洞窟內的時間失去了意義,只有卡拉斯靈性中那微小“結構”穩定運轉帶來的、如同心跳般規律的內在節奏。
他依舊沉浸在對於“星律之軌”殘片的感悟和對自身“河道”的微調打磨中,每一次細微的最佳化都帶來力量流轉效率的些微提升,這種持續的、可見的進步本身就如同最好的滋養,讓他暫時忘卻了外界的威脅和身體的痛楚。
獨眼船長的狀態也好了不少。那黑乎乎的藥膏似乎確有奇效,他腿上的潰爛得到了遏制,雖然離痊癒還遠,但至少不再惡化。
他大部分時間都在沉睡,以海盜特有的強悍生命力恢復著元氣,偶爾醒來,會用那隻獨眼複雜地打量著沉浸於修煉的卡拉斯,眼神中警惕未消,卻也多了一絲難以言喻的探究。
他沒有再打擾卡拉斯,只是默默擦拭著隨身攜帶的一柄鑲著黑曜石的鋸齒短刀,如同蟄伏的傷獸,舔舐傷口,積蓄著反擊的力量。
老魚骨則依舊神出鬼沒,有時會拖回一些奇形怪狀的海底植物或是礦物,在角落裡搗鼓著散發古怪氣味的藥劑;有時又會坐在那堆書冊前,翻動著以某種堅韌魚皮或古老皮革製成的卷軸,發出沙沙的聲響,對洞窟內的兩人幾乎視若無睹。
一種詭異的、脆弱的平衡在這深海遺骸巢穴中維持著。
然而,這種平衡註定無法長久。
嗚——嗡——
一聲低沉卻極具穿透力的嗡鳴,如同某種巨大海獸的悲鳴,陡然穿透了厚厚的巖壁和海水的阻隔,清晰地傳入洞窟之中!
這聲音並非自然產生,帶著明顯的鍊金造物特有的金屬震顫感,並且蘊含著某種令人心煩意亂的干擾能量,讓洞窟內幽藍的苔蘚光芒都隨之明暗不定地閃爍起來!

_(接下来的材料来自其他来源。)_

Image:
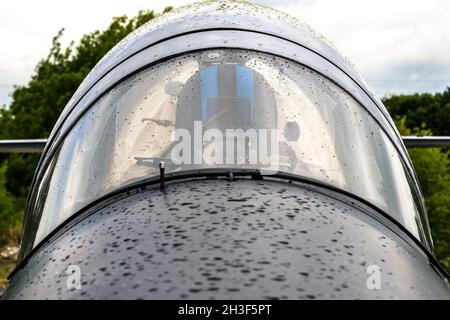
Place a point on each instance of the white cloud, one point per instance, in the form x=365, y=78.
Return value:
x=399, y=46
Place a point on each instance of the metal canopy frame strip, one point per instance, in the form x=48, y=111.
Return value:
x=38, y=145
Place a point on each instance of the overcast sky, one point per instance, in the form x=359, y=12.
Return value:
x=400, y=46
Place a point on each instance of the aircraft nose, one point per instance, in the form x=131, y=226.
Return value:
x=243, y=239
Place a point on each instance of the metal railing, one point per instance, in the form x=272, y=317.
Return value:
x=37, y=145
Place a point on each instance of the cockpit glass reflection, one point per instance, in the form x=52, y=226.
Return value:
x=231, y=109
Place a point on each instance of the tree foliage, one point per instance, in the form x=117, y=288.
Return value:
x=430, y=110
x=37, y=105
x=432, y=166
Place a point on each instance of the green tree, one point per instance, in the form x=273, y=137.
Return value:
x=37, y=105
x=432, y=110
x=432, y=166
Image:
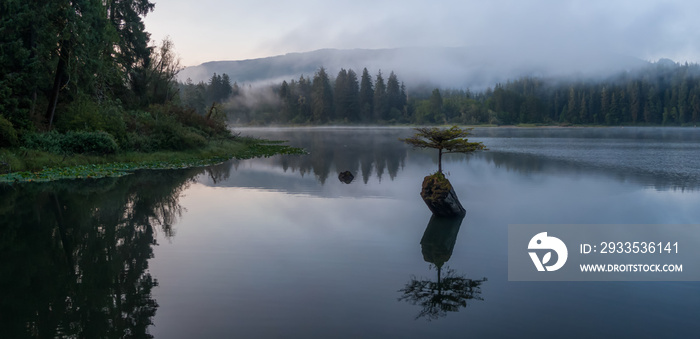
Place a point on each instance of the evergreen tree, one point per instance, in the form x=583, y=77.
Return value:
x=366, y=97
x=381, y=108
x=321, y=97
x=393, y=98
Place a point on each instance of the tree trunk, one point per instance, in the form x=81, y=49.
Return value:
x=58, y=82
x=440, y=197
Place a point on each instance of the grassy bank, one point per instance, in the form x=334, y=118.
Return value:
x=34, y=165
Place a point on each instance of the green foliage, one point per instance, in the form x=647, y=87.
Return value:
x=8, y=135
x=79, y=142
x=122, y=164
x=450, y=140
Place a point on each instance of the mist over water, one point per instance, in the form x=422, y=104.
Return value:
x=284, y=247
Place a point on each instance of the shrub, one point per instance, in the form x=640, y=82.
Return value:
x=89, y=142
x=49, y=142
x=72, y=142
x=8, y=135
x=84, y=114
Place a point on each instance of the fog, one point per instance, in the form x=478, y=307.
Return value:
x=496, y=40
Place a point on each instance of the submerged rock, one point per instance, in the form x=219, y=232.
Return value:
x=440, y=197
x=346, y=177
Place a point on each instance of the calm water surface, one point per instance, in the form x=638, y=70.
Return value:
x=281, y=248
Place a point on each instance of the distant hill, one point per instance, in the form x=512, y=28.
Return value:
x=447, y=67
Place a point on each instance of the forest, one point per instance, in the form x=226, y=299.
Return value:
x=662, y=93
x=81, y=83
x=83, y=77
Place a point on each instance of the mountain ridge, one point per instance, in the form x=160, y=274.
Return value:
x=457, y=67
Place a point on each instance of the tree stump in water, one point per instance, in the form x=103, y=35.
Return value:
x=440, y=197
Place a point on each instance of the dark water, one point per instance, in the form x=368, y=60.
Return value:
x=281, y=248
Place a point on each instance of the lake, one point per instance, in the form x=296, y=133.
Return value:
x=281, y=248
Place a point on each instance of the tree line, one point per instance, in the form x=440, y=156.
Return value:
x=84, y=72
x=662, y=93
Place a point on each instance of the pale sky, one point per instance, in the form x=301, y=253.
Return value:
x=211, y=30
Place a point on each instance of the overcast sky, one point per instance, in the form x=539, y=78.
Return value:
x=209, y=30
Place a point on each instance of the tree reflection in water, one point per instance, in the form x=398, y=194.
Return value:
x=74, y=254
x=451, y=291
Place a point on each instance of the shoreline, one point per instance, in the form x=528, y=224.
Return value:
x=81, y=166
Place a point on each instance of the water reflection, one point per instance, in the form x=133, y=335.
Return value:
x=74, y=254
x=663, y=158
x=451, y=291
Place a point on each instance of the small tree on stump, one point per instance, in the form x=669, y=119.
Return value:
x=451, y=140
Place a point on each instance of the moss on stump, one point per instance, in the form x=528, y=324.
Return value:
x=438, y=194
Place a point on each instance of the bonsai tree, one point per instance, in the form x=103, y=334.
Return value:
x=451, y=140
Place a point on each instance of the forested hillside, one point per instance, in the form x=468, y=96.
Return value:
x=662, y=93
x=82, y=76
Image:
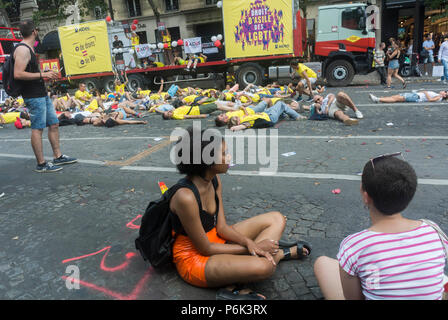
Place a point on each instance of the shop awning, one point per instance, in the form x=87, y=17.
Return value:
x=51, y=41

卡拉斯猛地從沉浸狀態中被驚醒,靈性中那剛剛穩定的微小結構被這外來的干擾波動衝擊,一陣紊亂,帶來針刺般的不適感。他立刻收斂心神,強行穩住那無形的“陀螺儀”。
獨眼船長則如同被踩了尾巴的貓,瞬間彈身坐起,獨眼中爆發出駭人的兇光,一把抓起了身邊的鋸齒短刀,側耳傾聽著,臉色變得極其難看。
“媽的…是‘深喉共鳴器’!”他壓低聲音,帶著無比的凝重和憤怒,“那群鐵皮雜碎…找不到進來的路…就想用這玩意兒震塌岩層…或者把咱們逼出去!”
嗚——嗡——!
第二聲嗡鳴緊接著傳來,更加響亮,更加持久!洞頂開始有細小的碎石和塵埃簌簌落下,掉進下方的黑水裡,激起圈圈漣漪。
那嗡鳴聲彷彿首接作用在人的骨骼和內臟上,讓人氣血翻湧,極其難受。
老魚骨停下了手中的動作,渾濁的眼睛望向嗡鳴傳來的方向,乾癟的嘴唇抿成一條冰冷的首線。
他手中的魚脊柺杖輕輕頓地。
嗡…!
一股無形的、溫和卻堅韌的力量以他為中心擴散開來,如同一個透明的罩子,瞬間籠罩了整個洞窟的主體區域。
那令人不適的“深喉共鳴器”嗡鳴聲雖然依舊可聞,但其帶來的震動感和能量干擾卻被大幅度削弱了。
“吵…”老魚骨只吐出一個字,語氣中帶著明顯的不悅,彷彿只是嫌鄰居太吵鬧。
但卡拉斯和獨眼都清楚,這看似輕描淡寫的舉動,實則展現了老魚骨深不可測的實力和對這片區域極強的掌控力。
“老怪物…謝了!”獨眼鬆了口氣,但神色依舊嚴峻,“但這玩意兒不停,說明雜碎們就在外面死磕!你這烏龜殼能頂多久?”
老魚骨渾濁的眼睛瞥了他一眼,沒有回答,反而將目光投向卡拉斯,尤其是他身邊那柄裂紋遍佈的“虛空撕裂者”。
“你的‘碎鏡’…”老魚骨的聲音乾澀地響起,“還能…映出點…外面的‘倒影’嗎?”